Models and Parameters

The core capability of GeLL is the ability to define and use new models. There are two main classes involved in defining a model, Model and RateCategory. A model consists of one or more rate categories where a rate category represents a rate matrix and some method of determining root frequencies.

Here we show how to define models, starting with the simplest model, the Jukes-Cantor model which has no parameters and consists of a single rate category. We then extend this example to the GTR model, which introduces parameters, before introducing multiple rate categories and showing how the GTR+Γ model is defined. Next we define the GTR+Γ+I model which highlights most of the capabilities of GeLL.

We also show how to use the more unusual root distributions supported by GeLL. Finally we look at how we define the parameters used in the models.

Jukes-Cantor: A very simple model Show

To define the Jukes-Cantor model we start by defining the rate matrix as a two-dimensional array of strings. In this simple case every off-diagonal value is set to the text string "1.0" which is simply a numerical rate as a string. Values on the diagonal are ignored by GeLL so here are set to "-" for readability.

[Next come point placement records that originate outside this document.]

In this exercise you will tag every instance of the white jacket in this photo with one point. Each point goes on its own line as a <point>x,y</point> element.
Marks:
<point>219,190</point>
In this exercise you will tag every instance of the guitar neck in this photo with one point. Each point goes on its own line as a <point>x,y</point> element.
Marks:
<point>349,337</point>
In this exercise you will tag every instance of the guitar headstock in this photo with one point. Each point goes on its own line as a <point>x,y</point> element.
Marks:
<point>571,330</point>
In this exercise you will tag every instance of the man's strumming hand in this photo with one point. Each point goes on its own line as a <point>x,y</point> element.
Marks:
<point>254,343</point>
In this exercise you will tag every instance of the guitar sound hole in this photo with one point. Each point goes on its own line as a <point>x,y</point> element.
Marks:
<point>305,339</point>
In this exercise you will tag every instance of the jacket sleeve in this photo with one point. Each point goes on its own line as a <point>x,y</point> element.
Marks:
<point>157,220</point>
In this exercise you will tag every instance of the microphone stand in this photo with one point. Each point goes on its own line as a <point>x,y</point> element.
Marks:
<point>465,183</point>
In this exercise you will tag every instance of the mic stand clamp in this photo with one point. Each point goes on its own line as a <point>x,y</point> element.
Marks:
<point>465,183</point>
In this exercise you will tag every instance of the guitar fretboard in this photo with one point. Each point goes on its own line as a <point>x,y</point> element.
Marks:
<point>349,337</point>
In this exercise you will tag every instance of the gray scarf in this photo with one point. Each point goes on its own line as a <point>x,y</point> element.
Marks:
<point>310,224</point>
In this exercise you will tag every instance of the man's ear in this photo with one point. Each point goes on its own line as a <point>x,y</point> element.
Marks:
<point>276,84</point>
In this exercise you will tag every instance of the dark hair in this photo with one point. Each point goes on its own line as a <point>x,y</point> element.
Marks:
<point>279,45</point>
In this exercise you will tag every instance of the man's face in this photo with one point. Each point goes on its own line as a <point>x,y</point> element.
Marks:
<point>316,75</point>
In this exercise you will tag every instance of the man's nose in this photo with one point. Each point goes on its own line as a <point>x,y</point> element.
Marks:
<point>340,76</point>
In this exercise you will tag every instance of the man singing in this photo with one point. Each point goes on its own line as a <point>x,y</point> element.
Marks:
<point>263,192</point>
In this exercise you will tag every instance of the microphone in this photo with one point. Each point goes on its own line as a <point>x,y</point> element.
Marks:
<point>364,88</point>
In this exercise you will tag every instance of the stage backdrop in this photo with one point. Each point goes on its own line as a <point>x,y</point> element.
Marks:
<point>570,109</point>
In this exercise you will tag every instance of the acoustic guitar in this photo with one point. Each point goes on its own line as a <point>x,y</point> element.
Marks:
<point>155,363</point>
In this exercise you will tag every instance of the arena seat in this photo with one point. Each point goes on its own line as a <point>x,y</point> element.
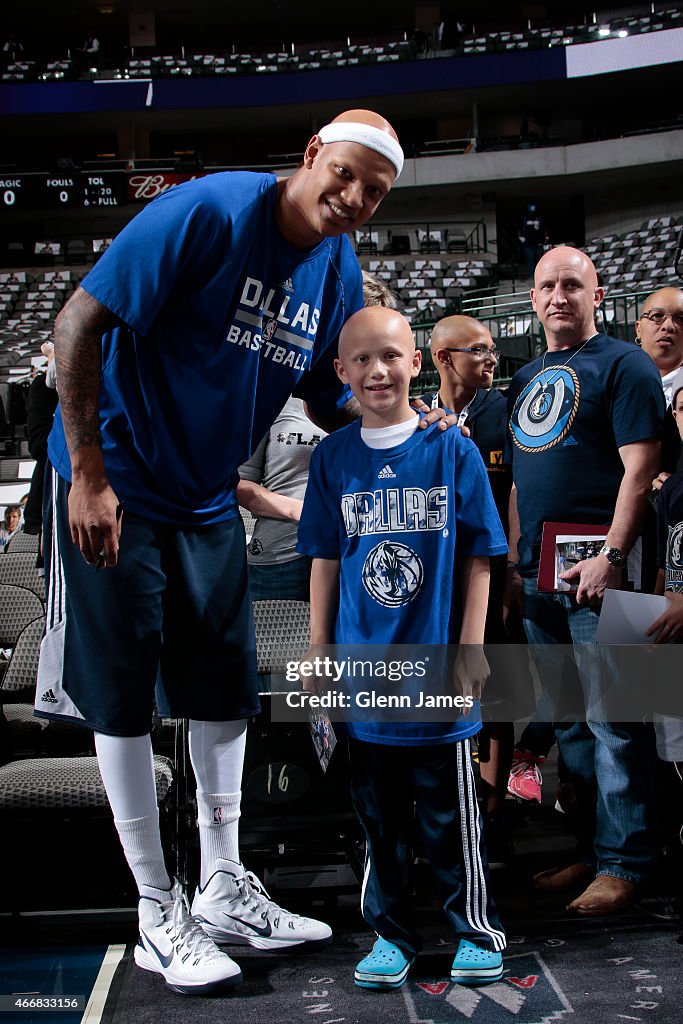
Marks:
<point>18,569</point>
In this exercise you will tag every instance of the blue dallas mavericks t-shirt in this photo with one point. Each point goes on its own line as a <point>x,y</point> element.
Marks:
<point>396,518</point>
<point>567,422</point>
<point>221,317</point>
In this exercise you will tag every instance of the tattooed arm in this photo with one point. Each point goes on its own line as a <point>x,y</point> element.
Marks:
<point>92,504</point>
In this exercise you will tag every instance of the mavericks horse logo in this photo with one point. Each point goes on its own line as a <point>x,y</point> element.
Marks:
<point>545,410</point>
<point>392,573</point>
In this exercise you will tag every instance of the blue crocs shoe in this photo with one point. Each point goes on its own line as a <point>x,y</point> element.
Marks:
<point>385,967</point>
<point>476,965</point>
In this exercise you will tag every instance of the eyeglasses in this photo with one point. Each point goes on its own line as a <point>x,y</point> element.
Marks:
<point>478,351</point>
<point>658,316</point>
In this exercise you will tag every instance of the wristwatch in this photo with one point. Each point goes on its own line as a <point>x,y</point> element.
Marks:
<point>613,555</point>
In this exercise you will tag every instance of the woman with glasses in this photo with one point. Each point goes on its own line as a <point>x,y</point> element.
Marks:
<point>464,353</point>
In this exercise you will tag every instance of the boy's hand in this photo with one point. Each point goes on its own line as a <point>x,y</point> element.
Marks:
<point>450,420</point>
<point>470,672</point>
<point>669,626</point>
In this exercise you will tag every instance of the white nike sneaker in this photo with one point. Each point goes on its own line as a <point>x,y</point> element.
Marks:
<point>174,945</point>
<point>233,908</point>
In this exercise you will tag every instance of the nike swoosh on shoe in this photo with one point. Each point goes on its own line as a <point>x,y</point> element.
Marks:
<point>164,961</point>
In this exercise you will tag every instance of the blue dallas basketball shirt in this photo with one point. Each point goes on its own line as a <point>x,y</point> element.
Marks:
<point>397,519</point>
<point>221,317</point>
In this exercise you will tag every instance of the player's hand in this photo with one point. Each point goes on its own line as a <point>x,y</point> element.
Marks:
<point>659,480</point>
<point>94,518</point>
<point>669,627</point>
<point>470,672</point>
<point>436,415</point>
<point>594,576</point>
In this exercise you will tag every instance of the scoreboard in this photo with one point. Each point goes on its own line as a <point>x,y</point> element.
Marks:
<point>62,190</point>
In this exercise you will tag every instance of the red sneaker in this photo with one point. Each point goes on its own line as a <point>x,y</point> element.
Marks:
<point>525,778</point>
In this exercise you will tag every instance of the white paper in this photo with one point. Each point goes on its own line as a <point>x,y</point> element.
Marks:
<point>626,616</point>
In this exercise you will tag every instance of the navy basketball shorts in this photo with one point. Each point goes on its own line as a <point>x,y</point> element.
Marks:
<point>171,622</point>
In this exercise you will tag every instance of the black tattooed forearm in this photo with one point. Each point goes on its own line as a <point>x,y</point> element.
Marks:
<point>78,334</point>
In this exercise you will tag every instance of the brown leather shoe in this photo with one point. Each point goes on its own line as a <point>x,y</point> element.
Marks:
<point>559,879</point>
<point>605,895</point>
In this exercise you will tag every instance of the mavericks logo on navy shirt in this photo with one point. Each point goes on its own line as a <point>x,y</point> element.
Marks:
<point>545,410</point>
<point>392,573</point>
<point>674,572</point>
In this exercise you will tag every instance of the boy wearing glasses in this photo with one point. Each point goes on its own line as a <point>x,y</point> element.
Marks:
<point>464,353</point>
<point>659,332</point>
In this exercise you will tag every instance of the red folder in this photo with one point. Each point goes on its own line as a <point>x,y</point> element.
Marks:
<point>548,565</point>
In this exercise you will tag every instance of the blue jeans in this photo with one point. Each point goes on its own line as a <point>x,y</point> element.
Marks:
<point>610,763</point>
<point>286,581</point>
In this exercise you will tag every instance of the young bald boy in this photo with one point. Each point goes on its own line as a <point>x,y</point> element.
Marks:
<point>400,524</point>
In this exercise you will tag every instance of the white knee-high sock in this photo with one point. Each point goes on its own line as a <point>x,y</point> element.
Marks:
<point>217,751</point>
<point>126,765</point>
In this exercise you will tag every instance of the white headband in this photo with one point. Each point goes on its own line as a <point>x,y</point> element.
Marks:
<point>374,138</point>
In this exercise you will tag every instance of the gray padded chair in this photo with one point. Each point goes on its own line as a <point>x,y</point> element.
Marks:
<point>18,568</point>
<point>282,633</point>
<point>65,783</point>
<point>19,680</point>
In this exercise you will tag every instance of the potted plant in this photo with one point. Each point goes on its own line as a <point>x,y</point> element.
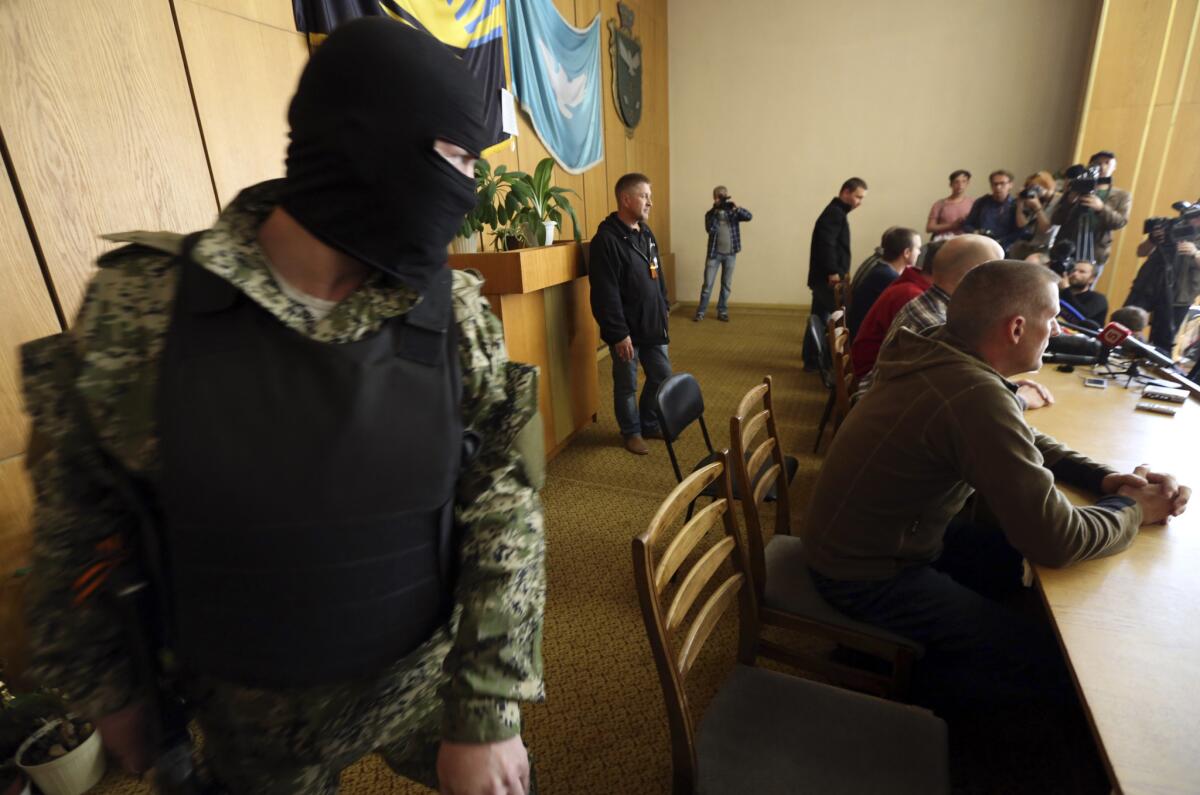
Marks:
<point>59,751</point>
<point>520,209</point>
<point>496,205</point>
<point>543,205</point>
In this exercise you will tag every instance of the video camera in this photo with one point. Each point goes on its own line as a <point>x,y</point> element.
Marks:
<point>1062,257</point>
<point>1177,229</point>
<point>1085,179</point>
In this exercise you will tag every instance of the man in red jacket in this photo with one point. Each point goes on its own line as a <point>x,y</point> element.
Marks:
<point>910,284</point>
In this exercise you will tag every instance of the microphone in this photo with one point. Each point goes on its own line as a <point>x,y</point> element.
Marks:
<point>1077,345</point>
<point>1083,329</point>
<point>1068,358</point>
<point>1119,336</point>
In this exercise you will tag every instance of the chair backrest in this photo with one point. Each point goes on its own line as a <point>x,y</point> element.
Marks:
<point>843,372</point>
<point>679,404</point>
<point>754,442</point>
<point>676,641</point>
<point>820,341</point>
<point>841,294</point>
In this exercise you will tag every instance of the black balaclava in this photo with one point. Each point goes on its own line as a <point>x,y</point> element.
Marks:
<point>363,174</point>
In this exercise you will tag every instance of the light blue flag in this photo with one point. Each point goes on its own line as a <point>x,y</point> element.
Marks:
<point>556,76</point>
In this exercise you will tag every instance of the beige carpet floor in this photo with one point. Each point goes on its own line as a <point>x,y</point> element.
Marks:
<point>603,728</point>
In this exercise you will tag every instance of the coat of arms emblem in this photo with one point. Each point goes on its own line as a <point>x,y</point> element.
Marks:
<point>627,69</point>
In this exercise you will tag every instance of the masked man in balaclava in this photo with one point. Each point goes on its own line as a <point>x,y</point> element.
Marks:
<point>298,426</point>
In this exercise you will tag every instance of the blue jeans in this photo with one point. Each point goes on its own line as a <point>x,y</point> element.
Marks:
<point>725,262</point>
<point>635,416</point>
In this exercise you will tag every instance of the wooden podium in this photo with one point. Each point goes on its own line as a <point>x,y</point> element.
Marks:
<point>541,297</point>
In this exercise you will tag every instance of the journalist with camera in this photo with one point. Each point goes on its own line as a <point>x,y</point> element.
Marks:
<point>1091,209</point>
<point>723,223</point>
<point>1075,288</point>
<point>1035,205</point>
<point>1169,280</point>
<point>995,214</point>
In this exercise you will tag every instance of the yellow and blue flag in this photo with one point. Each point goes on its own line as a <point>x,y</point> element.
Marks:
<point>474,29</point>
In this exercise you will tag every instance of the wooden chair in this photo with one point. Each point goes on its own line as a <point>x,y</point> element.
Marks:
<point>835,329</point>
<point>785,592</point>
<point>841,296</point>
<point>763,731</point>
<point>843,374</point>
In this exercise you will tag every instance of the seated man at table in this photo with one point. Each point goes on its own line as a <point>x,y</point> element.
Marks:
<point>909,285</point>
<point>940,424</point>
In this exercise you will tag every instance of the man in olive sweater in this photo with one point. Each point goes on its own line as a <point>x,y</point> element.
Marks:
<point>940,424</point>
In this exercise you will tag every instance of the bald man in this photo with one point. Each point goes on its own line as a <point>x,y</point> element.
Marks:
<point>954,261</point>
<point>942,423</point>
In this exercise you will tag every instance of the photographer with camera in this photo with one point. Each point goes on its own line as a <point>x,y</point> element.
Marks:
<point>1075,288</point>
<point>1035,205</point>
<point>723,225</point>
<point>995,215</point>
<point>1091,210</point>
<point>1169,280</point>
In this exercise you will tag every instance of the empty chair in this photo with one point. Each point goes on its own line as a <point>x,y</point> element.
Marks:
<point>679,405</point>
<point>785,593</point>
<point>816,332</point>
<point>763,731</point>
<point>835,330</point>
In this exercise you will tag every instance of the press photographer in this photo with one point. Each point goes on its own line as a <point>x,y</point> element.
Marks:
<point>1091,210</point>
<point>1075,288</point>
<point>1169,280</point>
<point>1035,205</point>
<point>995,214</point>
<point>724,227</point>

String[][] ma = new String[4][4];
ma[0][0] = "-"; ma[0][1] = "1.0"; ma[0][2] = "1.0"; ma[0][3] = "1.0";
ma[1][0] = "1.0"; ma[1][1] = "-"; ma[1][2] = "1.0"; ma[1][3] = "1.0";
ma[2][0] = "1.0"; ma[2][1] = "1.0"; ma[2][2] = "-"; ma[2][3] = "1.0";
ma[3][0] = "1.0"; ma[3][1] = "1.0"; ma[3][2] = "1.0"; ma[3][3] = "-";

Having defined the rate matrix we must now define the root distribution. In this example we are going to define it as part of the model although see "Root distributions" below for other options. When defining it as part of the model we simply need to define a one-dimensional array of strings in a similar way to the rate matrix.

String[] freq = {"0.25", "0.25", "0.25", "0.25"};

Finally we need to define a map from state (i.e. values in the alignment file) to position in the array.

HashMap<String,Integer> map = new HashMap<>();
map.put("T",0);
map.put("C",1);
map.put("A",2);
map.put("G",3);

We now have all the elements necessary to create our model. We first create a rate category and then pass this as the only input to the model constructor.

return new Model(new RateCategory(ma,freq,map));

GTR: Introducing parameters Show

Defining the rate matrix for models with parameters is only slightly more complex. To use parameters in the strings used to define the rate simply use a parameter name, such as a. Parameters can be combined using standard mathematical operations. See the MathsParse java documentation for more on including parameters and the avaliable operations. The GTR rate matrix is defined as follows.

String[][] ma = new String[4][4];
ma[0][0] = "-"; ma[0][1] = "a*pC"; ma[0][2] = "b*pA"; ma[0][3] = "c*pG";
ma[1][0] = "a*pT"; ma[1][1] = "-"; ma[1][2] = "d*pA"; ma[1][3] = "e*pG";
ma[2][0] = "b*pT"; ma[2][1] = "d*pC"; ma[2][2] = "-"; ma[2][3] = "pG";
ma[3][0] = "c*pT"; ma[3][1] = "e*pC"; ma[3][2] = "pA"; ma[3][3] = "-";

The root distribution is also defined similarly:

String[] freq = {"pT", "pC", "pA", "pG"};

The map is defined identically to the Jukes-Cantor example above so is not included here.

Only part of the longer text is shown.